Best of the Web

The problem of body dissatisfaction among boys, why music is good for children's brains, and the end of digital natives – our selection of thought-provoking and useful articles from around the web on educating and raising children.

Boys who are unhappy with their bodies are just as vulnerable as girls

(Andrew Trounson, Pursuit)

The serious problems caused for girls by body dissatisfaction have been well documented. But what about boys?  This article from the University of Melbourne’s Pursuit reports on a new Australian study published in the Journal of Adolescent Health that body dissatisfaction is also dangerous for boys. ‘When boys are unhappy with their bodies it impairs their quality of life to an equal degree as it does for girls,’ says lead researcher on the study, University of Melbourne psychologist Dr Scott Griffiths.

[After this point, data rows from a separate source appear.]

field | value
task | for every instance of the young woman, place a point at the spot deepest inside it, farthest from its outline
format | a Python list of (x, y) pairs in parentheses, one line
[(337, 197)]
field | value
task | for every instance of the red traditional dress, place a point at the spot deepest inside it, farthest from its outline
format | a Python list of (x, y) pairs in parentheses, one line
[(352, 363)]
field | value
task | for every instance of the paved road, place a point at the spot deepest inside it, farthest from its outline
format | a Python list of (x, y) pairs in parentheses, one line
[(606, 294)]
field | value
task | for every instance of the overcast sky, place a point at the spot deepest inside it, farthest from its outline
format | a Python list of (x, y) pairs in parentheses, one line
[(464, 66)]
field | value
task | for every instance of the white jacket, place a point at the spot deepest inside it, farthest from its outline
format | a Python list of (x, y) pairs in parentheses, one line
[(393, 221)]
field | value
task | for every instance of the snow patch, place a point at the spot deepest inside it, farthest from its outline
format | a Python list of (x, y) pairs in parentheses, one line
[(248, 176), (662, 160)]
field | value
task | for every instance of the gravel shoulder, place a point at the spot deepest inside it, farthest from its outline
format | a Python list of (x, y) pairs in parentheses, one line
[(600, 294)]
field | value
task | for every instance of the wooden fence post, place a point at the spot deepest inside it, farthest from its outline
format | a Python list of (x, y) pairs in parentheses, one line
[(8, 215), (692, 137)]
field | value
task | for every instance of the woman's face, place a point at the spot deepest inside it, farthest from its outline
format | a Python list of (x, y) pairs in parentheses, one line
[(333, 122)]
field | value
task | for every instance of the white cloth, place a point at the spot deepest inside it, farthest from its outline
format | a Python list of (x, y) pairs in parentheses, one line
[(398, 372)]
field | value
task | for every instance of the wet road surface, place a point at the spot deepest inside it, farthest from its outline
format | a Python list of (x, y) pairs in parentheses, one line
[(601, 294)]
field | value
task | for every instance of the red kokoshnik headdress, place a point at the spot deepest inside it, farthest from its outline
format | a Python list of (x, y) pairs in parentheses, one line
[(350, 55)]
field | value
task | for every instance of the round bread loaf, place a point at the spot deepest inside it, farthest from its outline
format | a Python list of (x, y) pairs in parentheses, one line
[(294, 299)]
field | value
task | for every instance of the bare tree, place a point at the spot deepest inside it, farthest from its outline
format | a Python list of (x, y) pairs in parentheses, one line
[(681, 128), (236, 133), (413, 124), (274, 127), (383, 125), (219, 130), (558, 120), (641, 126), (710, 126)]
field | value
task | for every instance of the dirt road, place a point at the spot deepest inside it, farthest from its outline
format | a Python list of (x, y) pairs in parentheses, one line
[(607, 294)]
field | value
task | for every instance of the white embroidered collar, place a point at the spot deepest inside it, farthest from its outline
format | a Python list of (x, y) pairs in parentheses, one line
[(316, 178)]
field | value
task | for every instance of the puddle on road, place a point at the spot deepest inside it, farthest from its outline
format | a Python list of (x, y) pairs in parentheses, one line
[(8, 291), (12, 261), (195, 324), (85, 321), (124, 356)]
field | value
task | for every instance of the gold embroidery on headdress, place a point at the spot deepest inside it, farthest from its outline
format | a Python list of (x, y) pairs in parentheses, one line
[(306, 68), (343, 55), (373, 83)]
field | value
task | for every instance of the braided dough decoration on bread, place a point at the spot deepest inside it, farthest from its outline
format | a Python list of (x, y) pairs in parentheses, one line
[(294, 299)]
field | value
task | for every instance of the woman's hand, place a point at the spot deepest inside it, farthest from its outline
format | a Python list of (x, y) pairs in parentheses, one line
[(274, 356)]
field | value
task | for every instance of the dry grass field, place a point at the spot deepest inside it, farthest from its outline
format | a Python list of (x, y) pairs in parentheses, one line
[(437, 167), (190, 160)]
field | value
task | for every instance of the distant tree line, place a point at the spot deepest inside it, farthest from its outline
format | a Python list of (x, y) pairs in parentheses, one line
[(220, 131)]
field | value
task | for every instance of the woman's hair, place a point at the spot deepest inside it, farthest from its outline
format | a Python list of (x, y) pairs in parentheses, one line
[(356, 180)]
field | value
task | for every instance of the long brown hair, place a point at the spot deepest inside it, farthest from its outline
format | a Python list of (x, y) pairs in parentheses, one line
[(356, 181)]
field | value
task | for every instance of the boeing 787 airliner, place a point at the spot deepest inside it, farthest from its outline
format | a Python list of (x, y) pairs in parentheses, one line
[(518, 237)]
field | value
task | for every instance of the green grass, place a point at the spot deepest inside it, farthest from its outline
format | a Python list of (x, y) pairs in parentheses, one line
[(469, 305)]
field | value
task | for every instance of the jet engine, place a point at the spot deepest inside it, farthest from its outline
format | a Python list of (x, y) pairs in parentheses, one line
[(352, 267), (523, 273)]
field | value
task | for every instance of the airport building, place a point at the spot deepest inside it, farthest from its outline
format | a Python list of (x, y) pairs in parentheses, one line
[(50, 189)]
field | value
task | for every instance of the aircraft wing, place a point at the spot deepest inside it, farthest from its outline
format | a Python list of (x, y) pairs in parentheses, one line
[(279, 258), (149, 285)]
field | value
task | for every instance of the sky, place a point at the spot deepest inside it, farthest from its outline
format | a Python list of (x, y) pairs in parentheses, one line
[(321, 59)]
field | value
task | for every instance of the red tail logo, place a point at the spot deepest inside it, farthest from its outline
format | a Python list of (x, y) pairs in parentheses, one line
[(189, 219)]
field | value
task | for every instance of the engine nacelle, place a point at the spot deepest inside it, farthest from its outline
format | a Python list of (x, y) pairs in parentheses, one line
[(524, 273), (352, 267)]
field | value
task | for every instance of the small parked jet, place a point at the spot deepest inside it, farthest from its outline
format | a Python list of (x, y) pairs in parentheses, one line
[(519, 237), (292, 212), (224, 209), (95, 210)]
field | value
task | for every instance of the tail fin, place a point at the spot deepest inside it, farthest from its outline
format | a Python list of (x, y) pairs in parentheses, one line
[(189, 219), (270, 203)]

New study demonstrates the link between music and statistical learning

(Bridie Smith, The Age)

A new study has looked at the effects of learning music in childhood on auditory and visual skills. It found children exposed to at least a year and a half of private music lessons have an edge when it comes to detecting patterns in the world around us, with musical instrument training making their brains better at statistical learning.

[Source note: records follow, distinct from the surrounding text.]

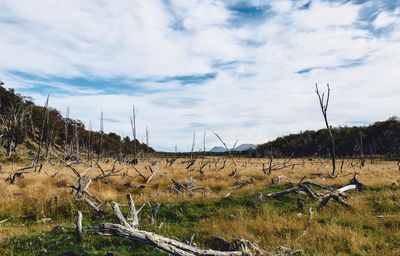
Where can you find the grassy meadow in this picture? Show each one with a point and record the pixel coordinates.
(38, 212)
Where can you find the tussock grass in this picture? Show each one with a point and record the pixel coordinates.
(371, 227)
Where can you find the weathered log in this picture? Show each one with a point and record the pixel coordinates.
(168, 245)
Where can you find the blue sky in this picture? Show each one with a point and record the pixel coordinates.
(245, 69)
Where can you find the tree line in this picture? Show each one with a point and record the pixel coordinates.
(378, 139)
(26, 126)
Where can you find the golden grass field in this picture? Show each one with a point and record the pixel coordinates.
(370, 227)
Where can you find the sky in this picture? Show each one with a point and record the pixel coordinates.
(244, 69)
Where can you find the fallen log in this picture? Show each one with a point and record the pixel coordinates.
(165, 244)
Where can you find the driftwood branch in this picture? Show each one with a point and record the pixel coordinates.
(165, 244)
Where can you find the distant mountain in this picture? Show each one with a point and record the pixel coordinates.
(217, 150)
(242, 147)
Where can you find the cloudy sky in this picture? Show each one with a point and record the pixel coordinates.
(244, 69)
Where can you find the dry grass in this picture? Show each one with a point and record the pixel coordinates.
(356, 231)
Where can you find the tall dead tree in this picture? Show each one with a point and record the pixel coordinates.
(324, 103)
(42, 133)
(193, 145)
(147, 142)
(66, 133)
(99, 155)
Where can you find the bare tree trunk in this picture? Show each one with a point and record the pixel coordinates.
(133, 126)
(79, 226)
(41, 133)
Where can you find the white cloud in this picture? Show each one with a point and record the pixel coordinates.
(386, 18)
(257, 93)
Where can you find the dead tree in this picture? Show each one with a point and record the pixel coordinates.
(133, 127)
(38, 156)
(100, 153)
(66, 133)
(324, 108)
(128, 228)
(78, 227)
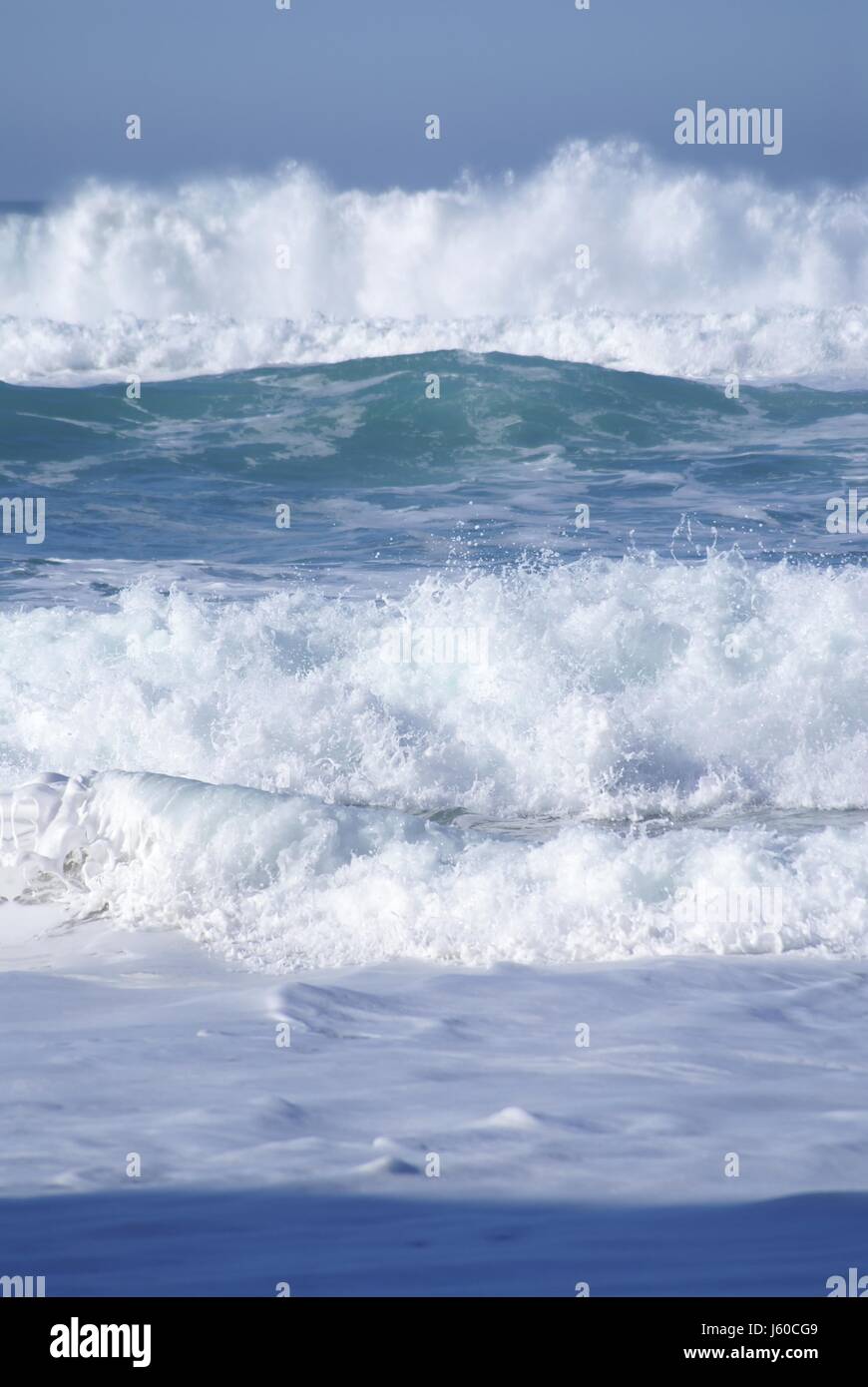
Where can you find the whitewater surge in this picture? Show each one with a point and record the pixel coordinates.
(688, 273)
(609, 690)
(277, 882)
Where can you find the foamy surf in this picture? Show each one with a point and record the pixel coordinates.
(686, 273)
(283, 881)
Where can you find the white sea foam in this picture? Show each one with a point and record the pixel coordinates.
(611, 690)
(281, 881)
(689, 273)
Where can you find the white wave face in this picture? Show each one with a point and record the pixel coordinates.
(688, 273)
(277, 882)
(607, 690)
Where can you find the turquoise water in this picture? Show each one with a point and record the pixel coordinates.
(384, 483)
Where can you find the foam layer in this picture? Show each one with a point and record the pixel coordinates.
(279, 881)
(611, 690)
(688, 273)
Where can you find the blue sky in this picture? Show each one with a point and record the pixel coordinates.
(235, 85)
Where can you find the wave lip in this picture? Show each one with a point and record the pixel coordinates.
(688, 273)
(611, 690)
(279, 881)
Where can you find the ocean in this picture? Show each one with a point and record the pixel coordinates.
(431, 652)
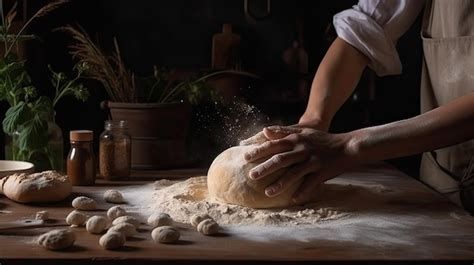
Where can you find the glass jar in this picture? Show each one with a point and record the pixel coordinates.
(81, 159)
(115, 151)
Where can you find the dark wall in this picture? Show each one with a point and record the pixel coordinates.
(178, 34)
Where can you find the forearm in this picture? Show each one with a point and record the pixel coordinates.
(335, 80)
(447, 125)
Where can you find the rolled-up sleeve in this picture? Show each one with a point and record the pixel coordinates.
(374, 26)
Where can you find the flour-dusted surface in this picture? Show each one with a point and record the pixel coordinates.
(362, 207)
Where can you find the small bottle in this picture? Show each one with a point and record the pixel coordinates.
(81, 159)
(115, 151)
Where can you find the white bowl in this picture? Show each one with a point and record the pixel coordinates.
(9, 167)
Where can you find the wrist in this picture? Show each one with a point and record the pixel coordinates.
(313, 122)
(357, 146)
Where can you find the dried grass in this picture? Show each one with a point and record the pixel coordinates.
(110, 71)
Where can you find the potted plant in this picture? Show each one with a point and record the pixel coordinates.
(157, 108)
(29, 121)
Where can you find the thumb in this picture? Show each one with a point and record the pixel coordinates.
(278, 132)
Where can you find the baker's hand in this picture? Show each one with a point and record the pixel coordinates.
(308, 153)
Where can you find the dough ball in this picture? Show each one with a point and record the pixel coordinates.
(159, 219)
(113, 196)
(57, 239)
(127, 219)
(228, 182)
(76, 218)
(47, 186)
(116, 211)
(165, 234)
(96, 224)
(197, 218)
(128, 230)
(84, 203)
(112, 240)
(208, 227)
(42, 215)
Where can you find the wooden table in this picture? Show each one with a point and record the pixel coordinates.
(452, 239)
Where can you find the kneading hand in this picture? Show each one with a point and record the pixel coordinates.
(307, 153)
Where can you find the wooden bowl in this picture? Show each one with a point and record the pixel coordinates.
(9, 167)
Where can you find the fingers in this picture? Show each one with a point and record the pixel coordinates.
(308, 189)
(258, 138)
(293, 175)
(278, 132)
(276, 162)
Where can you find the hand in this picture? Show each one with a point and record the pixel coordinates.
(311, 154)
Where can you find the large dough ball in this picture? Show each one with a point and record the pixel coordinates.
(228, 182)
(47, 186)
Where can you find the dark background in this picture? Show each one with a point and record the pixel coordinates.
(178, 34)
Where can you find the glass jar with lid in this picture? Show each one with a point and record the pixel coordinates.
(115, 151)
(81, 159)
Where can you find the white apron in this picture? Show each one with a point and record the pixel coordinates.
(448, 73)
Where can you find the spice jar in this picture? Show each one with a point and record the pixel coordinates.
(81, 159)
(115, 151)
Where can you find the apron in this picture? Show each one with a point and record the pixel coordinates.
(448, 73)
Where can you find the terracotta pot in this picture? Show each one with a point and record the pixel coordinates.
(159, 132)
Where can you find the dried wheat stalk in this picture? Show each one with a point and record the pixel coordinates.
(110, 71)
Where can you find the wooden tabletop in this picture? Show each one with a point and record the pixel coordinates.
(438, 231)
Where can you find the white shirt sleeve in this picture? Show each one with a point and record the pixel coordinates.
(374, 26)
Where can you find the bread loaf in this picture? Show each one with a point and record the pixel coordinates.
(47, 186)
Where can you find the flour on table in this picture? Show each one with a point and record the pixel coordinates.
(182, 199)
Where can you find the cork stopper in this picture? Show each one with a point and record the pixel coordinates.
(81, 135)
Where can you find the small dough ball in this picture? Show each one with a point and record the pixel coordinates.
(57, 239)
(208, 227)
(128, 230)
(159, 219)
(127, 219)
(84, 203)
(112, 240)
(165, 234)
(42, 215)
(197, 218)
(76, 218)
(113, 196)
(96, 224)
(116, 211)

How to Build Resilient Kids, Even After a Loss

(Sheryl Sandberg, The New York Times)

The life of the author and her two children changed dramatically and suddenly two years ago. Whilst on vacation with her husband Dave, he died suddenly from a cardiac arrest. Her biggest fear was her children’s happiness would be destroyed by their devastating loss. Her mission became finding out how children could persevere through adversity. This is a powerful article that explores resilience – ‘a muscle we can help kids build’.

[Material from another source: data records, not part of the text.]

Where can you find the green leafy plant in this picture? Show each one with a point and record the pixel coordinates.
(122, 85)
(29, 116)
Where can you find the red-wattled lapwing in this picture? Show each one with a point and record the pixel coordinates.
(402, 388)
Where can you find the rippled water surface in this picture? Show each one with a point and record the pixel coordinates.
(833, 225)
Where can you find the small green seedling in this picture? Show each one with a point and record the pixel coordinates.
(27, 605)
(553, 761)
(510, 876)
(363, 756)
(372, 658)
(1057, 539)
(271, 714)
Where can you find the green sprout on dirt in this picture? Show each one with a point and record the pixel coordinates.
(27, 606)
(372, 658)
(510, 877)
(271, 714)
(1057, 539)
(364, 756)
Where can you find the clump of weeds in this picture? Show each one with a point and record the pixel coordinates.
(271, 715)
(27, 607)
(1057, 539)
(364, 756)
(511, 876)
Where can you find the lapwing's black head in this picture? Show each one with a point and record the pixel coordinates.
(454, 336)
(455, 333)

Forget digital natives: here’s how kids are really using the internet

(Alexandra Samuel,  ideas.ted.com)

In 2001, we were divided into two groups – digital natives and digital immigrants. This was thanks to an education consultant who coined the terms. But as the author declares: ‘The era of the digital native is over.’ Samuel, a respected tech strategist, surveyed more than 10,000 North American parents on how they are managing their children’s technology. She came up with three types of young users: orphans, exiles and heirs.